City Councilors' View: Uniquely Duluth policy needed to ensure earned sick, safe time
Minnesotans are a people proud of our strong work ethic — and rightly so. Work is a time-honored Midwestern value. Work is the traditional route out of poverty and the means to provide for one's family.
As a staple mechanism of our society, work and the workplace have a need for fair and equitable standards, regardless of an employee's wage. A day without pay to care for an ill child, to tend to a sick parent, or to address individual health concerns should not mean falling behind on paying the heating bill, rent, or for the very medicine that helps those who are ill get better.
We know that employers, especially local employers, want to do right by their employees and are genuinely concerned with the welfare of their employees and their families. Most accommodate life's surprises with ease and flexibility.
But we also feel there is a need for a fair and equitable guideline to do so.
Addressing this issue over the past year was the Earned Sick and Safe Time Task Force, and we thank its members for their work. It has been valuable as we begin to formulate a uniquely Duluth policy.
Lately, the conversation around such a policy has had many strong community voices speaking up. We encourage all those who want to be part of the process to participate in a constructive and civil manner.
We believe our city government can have these difficult conversations. We acknowledge that a sick-and-safe-time policy would be better grounded at the federal or state level; however, we believe that Duluth, as a strong regional player, can help advance these policies.
We also find it vitally important that we find a policy that works for Duluth and not a copy-and-paste policy from St. Paul, Minneapolis, or another place. Duluth is significantly different in a variety of ways.

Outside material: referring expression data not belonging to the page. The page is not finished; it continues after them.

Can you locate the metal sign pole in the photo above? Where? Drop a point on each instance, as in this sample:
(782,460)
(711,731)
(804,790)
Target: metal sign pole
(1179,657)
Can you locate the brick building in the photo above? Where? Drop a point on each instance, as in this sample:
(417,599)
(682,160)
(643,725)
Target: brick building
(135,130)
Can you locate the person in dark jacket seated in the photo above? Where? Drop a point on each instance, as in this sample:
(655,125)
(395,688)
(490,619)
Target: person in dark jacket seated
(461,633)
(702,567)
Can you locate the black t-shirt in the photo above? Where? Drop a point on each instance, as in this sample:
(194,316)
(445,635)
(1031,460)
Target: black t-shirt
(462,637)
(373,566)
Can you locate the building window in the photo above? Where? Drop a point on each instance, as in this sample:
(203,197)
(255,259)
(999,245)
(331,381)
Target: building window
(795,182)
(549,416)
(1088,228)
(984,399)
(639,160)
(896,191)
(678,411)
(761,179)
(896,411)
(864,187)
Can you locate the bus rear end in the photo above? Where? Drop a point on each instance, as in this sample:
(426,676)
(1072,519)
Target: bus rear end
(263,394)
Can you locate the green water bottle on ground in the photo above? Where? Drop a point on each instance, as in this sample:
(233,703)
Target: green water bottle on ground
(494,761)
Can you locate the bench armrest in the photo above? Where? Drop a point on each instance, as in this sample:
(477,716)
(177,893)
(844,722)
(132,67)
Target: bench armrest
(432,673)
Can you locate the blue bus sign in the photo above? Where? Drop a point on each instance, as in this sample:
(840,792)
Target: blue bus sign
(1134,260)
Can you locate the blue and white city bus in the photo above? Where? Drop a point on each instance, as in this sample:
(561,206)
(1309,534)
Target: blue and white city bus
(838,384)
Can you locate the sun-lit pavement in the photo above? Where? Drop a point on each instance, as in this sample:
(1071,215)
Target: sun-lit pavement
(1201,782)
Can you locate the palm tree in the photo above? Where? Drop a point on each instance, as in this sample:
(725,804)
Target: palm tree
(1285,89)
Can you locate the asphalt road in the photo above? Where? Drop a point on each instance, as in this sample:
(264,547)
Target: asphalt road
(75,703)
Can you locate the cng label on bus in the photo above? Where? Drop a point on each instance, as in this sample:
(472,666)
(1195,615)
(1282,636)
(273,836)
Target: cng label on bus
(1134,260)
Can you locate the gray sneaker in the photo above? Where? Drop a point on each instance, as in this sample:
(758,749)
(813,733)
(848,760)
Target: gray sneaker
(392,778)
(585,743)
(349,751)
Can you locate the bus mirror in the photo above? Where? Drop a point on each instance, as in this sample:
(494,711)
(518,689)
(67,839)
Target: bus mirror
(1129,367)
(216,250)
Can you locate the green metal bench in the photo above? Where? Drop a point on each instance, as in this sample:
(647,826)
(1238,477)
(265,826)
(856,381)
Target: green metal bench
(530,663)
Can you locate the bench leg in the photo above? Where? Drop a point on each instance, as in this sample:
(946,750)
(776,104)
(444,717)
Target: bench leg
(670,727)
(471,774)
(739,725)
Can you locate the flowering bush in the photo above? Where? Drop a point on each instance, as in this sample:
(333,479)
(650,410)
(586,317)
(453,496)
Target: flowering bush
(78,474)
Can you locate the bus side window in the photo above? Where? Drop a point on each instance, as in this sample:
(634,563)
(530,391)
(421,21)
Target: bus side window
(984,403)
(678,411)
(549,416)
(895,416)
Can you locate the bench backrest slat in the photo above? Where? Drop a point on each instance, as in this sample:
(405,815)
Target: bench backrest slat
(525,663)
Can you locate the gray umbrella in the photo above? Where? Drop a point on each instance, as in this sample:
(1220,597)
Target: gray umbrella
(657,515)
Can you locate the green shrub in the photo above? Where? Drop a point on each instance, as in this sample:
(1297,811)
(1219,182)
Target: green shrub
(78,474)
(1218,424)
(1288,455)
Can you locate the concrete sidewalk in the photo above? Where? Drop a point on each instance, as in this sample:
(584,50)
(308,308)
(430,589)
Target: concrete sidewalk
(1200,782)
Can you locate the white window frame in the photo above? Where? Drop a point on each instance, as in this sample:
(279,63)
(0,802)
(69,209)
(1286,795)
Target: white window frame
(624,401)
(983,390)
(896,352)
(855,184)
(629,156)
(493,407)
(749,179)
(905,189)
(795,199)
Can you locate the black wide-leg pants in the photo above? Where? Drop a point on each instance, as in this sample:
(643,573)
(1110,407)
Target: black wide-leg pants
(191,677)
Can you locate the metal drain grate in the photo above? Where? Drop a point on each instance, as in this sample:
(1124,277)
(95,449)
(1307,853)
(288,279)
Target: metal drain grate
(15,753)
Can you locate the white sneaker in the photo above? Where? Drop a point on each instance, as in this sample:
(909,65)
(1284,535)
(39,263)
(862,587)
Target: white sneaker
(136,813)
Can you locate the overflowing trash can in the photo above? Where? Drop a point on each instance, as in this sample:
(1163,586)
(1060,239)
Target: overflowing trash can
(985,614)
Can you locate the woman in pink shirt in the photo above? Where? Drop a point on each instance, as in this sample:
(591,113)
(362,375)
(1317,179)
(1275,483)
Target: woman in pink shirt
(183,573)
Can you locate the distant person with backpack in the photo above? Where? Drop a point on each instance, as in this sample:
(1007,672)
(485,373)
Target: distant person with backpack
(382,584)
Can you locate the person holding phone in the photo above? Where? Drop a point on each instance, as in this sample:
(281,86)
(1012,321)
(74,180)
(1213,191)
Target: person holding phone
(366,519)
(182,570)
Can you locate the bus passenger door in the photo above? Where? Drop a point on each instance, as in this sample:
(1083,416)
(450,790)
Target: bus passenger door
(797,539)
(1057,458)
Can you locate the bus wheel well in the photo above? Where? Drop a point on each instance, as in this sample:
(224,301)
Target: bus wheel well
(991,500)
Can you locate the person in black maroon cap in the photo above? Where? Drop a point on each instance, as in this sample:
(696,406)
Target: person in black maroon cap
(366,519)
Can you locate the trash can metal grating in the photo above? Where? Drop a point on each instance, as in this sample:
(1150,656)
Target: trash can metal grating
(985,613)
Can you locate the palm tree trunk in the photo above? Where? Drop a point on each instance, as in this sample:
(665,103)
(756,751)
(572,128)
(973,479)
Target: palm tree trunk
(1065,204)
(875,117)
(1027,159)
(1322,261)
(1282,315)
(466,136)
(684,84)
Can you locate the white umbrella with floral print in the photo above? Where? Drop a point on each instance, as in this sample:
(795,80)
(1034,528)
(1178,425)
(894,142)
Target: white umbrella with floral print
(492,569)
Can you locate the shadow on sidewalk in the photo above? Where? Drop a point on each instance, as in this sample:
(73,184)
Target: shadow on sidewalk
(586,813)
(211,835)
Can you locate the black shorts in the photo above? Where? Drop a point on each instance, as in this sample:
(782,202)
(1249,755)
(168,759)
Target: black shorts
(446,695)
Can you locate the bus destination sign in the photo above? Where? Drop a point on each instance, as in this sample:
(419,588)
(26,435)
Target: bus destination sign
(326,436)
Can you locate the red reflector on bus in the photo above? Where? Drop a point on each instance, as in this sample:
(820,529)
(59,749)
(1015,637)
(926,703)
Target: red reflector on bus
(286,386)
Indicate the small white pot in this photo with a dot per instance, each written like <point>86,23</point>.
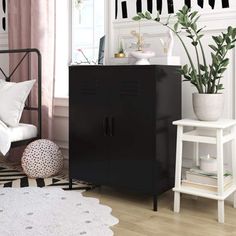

To move forward, we must find a policy that provides employees the ability to take care of themselves and their families but also a policy that provides for competition amongst businesses with their varying benefits packages. This policy must be simple and hold both the employer and employee accountable. No small business should have to hire an attorney or hire a human-resources department to comply with a Duluth-sized policy.
There are certainly concerns with how to enforce this policy. However, we believe that with the right policy, we can overcome and address this issue.
This won't be an easy conversation. But working with the community to find common ground, we believe we can continue to grow our economy and provide basic benefits to workers.
Elissa Hansen and Noah Hobbs are At Large members of the Duluth City Council.